Bwogger Miyoki Walker often wishes for obvious reasons that she went to Barnard instead of Columbia. This past week, she took matters into her own hands and tried to make those dreams a reality by pretending to be a Barnard student.
For the first day of the week, I decided I’d get the most daunting task out of the way: finding Hewitt alone. I’d tried a few days earlier but, after wandering aimlessly around 116th and Claremont (because that’s what the map shows), deciding Hewitt didn’t exist, and then eyeing people eating there through the window proving that it did, I gave up. After finding it with a Barnard friend afterward, I felt ready to try it again on my own.
With my Barnard tote in hand —yes I was committed enough to scam my way into one—I walked through Barnard Hall’s tunnels at 8 am for breakfast. Sleep-deprived and in need of caffeine, I managed to convince myself again that it was not a real place. I mean, Hewitt is literally called “Food Hall.” That sounds made up. Nevertheless, I found my way back. Thankfully very few people were there at 8 am, so I had my choice of seating.
Some key features of Hewitt breakfast: a lot of eggs, a lot of fruit, and a lot of pastries. They even have real mugs to drink coffee out of which is sometimes all you need. There’s also a neat sugar dispenser machine that is definitely unnecessary, but also very fun. The only thing is…Hewitt doesn’t have avocado for toast or name brand hot sauce to use in the morning. It’s not a huge deal, except it is.
After breakfast, I went to my next class which just so happens to be at Barnard. After getting a bad essay grade, I retreated back to my safe Columbia dorm where no more professors or scary underground tunnels could hurt me. Yes, I was only on Barnard’s campus for a few hours but I promised myself I would do better the next day.
Ah, Tuesday. If you saw me at Ferris instead of Hewitt in the morning with a custom omelet and avocado toast in hand, thank you for minding your business.
After failing to live out my #BarnardDreams in the morning, I grabbed food from Liz’s Place in the afternoon (an underwhelming and plain turkey sandwich, but I won’t complain), snagged a desk seat on Milstein 2, and went to work.
Milstein does what the other girls (Butler) could never do. There are silly chairs, windows with sunlight, and colors everywhere. I felt my serotonin rising just sitting there. The only problem I could really find with Milstein was the temperature.
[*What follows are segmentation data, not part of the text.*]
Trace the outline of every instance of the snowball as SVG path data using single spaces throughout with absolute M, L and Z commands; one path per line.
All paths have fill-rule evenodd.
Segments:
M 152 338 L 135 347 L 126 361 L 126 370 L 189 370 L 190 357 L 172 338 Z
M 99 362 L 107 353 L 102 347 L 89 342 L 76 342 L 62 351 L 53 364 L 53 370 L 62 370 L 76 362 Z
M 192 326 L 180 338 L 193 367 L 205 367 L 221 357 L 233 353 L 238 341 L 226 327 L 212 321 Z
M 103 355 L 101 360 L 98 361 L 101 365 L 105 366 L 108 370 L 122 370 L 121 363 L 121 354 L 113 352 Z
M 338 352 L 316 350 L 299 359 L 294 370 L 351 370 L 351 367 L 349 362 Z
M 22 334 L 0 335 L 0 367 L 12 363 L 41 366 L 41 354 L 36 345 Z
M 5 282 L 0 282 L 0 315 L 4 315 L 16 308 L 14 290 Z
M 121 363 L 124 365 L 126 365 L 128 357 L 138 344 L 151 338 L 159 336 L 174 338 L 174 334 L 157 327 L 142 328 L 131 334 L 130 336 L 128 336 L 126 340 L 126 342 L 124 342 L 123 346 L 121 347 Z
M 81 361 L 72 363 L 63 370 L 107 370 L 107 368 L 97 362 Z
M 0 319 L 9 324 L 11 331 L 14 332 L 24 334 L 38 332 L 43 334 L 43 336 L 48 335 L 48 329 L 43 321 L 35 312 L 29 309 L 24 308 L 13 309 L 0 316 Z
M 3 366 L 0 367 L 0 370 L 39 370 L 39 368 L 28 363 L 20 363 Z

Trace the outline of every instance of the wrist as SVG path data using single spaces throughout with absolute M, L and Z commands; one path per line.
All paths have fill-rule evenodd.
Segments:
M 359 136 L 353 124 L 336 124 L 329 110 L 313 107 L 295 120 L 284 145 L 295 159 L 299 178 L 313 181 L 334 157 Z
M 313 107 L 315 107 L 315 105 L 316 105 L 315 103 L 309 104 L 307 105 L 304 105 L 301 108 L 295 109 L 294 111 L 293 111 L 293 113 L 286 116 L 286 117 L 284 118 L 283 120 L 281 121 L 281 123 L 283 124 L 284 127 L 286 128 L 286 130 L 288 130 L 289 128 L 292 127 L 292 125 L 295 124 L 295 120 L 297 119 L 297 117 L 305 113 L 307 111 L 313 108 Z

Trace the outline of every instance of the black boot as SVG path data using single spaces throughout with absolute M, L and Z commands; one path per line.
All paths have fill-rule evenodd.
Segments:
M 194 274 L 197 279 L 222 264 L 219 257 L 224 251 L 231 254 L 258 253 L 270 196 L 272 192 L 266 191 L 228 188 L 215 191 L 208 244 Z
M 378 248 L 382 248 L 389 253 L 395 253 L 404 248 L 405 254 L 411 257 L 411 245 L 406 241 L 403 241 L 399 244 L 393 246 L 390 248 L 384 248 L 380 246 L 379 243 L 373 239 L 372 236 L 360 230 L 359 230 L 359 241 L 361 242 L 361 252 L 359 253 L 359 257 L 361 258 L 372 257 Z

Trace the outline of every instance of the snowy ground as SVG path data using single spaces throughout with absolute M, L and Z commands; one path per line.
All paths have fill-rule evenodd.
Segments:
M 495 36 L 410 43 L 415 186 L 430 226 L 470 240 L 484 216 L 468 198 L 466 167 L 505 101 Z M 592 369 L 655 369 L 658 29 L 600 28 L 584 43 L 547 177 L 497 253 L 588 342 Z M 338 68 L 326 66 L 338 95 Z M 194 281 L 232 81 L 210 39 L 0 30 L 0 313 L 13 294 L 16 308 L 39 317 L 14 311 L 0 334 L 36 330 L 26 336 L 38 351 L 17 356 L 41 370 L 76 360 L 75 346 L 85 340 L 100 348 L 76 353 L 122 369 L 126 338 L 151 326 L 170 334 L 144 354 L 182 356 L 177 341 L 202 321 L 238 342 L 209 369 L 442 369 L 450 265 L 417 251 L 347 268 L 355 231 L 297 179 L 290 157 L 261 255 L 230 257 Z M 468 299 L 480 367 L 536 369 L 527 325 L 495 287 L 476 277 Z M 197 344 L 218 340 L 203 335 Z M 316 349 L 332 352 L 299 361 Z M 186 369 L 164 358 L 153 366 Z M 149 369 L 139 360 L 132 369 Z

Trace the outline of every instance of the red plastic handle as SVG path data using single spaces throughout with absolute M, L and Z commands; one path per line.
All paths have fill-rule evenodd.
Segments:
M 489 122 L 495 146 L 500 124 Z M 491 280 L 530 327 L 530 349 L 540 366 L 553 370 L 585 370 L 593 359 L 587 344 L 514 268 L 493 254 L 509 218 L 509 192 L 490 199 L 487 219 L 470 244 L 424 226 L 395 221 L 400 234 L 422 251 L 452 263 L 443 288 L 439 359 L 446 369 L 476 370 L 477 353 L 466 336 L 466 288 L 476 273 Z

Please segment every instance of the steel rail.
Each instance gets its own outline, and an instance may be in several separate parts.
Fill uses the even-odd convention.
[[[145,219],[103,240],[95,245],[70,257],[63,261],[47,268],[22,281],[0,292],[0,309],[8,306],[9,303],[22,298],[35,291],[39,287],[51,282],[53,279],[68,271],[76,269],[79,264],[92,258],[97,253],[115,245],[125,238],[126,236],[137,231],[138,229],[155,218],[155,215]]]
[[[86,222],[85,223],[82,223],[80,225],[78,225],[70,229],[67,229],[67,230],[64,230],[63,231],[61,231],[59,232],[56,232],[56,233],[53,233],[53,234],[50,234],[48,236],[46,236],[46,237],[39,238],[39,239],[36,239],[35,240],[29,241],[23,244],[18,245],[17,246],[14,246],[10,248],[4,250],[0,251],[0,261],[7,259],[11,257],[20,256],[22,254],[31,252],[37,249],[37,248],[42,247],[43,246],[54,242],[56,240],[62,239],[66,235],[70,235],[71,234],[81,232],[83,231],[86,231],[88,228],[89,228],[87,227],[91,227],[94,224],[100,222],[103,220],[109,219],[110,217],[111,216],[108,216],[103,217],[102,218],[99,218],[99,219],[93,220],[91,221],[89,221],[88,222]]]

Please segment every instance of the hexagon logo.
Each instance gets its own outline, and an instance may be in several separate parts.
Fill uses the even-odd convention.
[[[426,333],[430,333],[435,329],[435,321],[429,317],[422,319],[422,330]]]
Maybe it’s the anemia talking, but the second I wash my hands in the bathroom’s below-freezing faucet water, I’m shivering for the rest of my stay. This really isn’t valid criticism, but I do need to complain about something being the person I am.
Later that night, I had a wonderful time with the black cherry and tarragon soda in Hewitt. It was also easy to find a seat, unlike most nights I’ve gone to Ferris. Barnard was getting better every day.
Wednesday was pretty uneventful. Again, there was no avocado at Hewitt for breakfast and I was starting to believe there never would be. I did finally spot some Sriracha behind the closed deli window but I wasn’t allowed to use it. In a daze from the hot-sauce-and-avocado-withdrawal, I emailed Barnard Dining like an actual crazy person asking for these things. Listen, if I was going to be a Barnard student for any longer, I needed Sriracha to get me through.
Although it was a disappointing day, I still held on hope that dinner at Diana the next night would bring everything home.
Early Thursday morning, I found an exciting email in my inbox. Barnard’s Marketing Director responded to my email saying he would mention the avocado suggestion to the culinary team and I was welcome to ask for the hot sauce behind the deli counter for breakfast. Although I was (and still am) embarrassed that I even emailed in the first place, I considered this a win.
Later that day, I ventured to dinner at the final frontier: Diana. I don’t have much to say about it because I’m pretty sure I blacked out the entire time. One minute I was staring at the diagram showing what counts as a meal swipe, the next I was walking out with another large cup of tarragon soda. I lost all sense of time and space in there and still haven’t ruled out the possibility that it was a stroke. I’m also not sure if my dinner counted as a swipe or dining dollars. The experience was incredibly disorienting, but the food was good and I’m sure the experience would’ve been too if I knew my way around.
Still bewildered from dinner the night before, I did not step foot on Barnard’s campus the entire day. It was finally time to take a real hard look at myself and realize I was in over my head. Maybe I’m not cut out to be a Barnard girl, or maybe it just isn’t my time yet. Regardless, I’ll spend the next two years trying to earn it.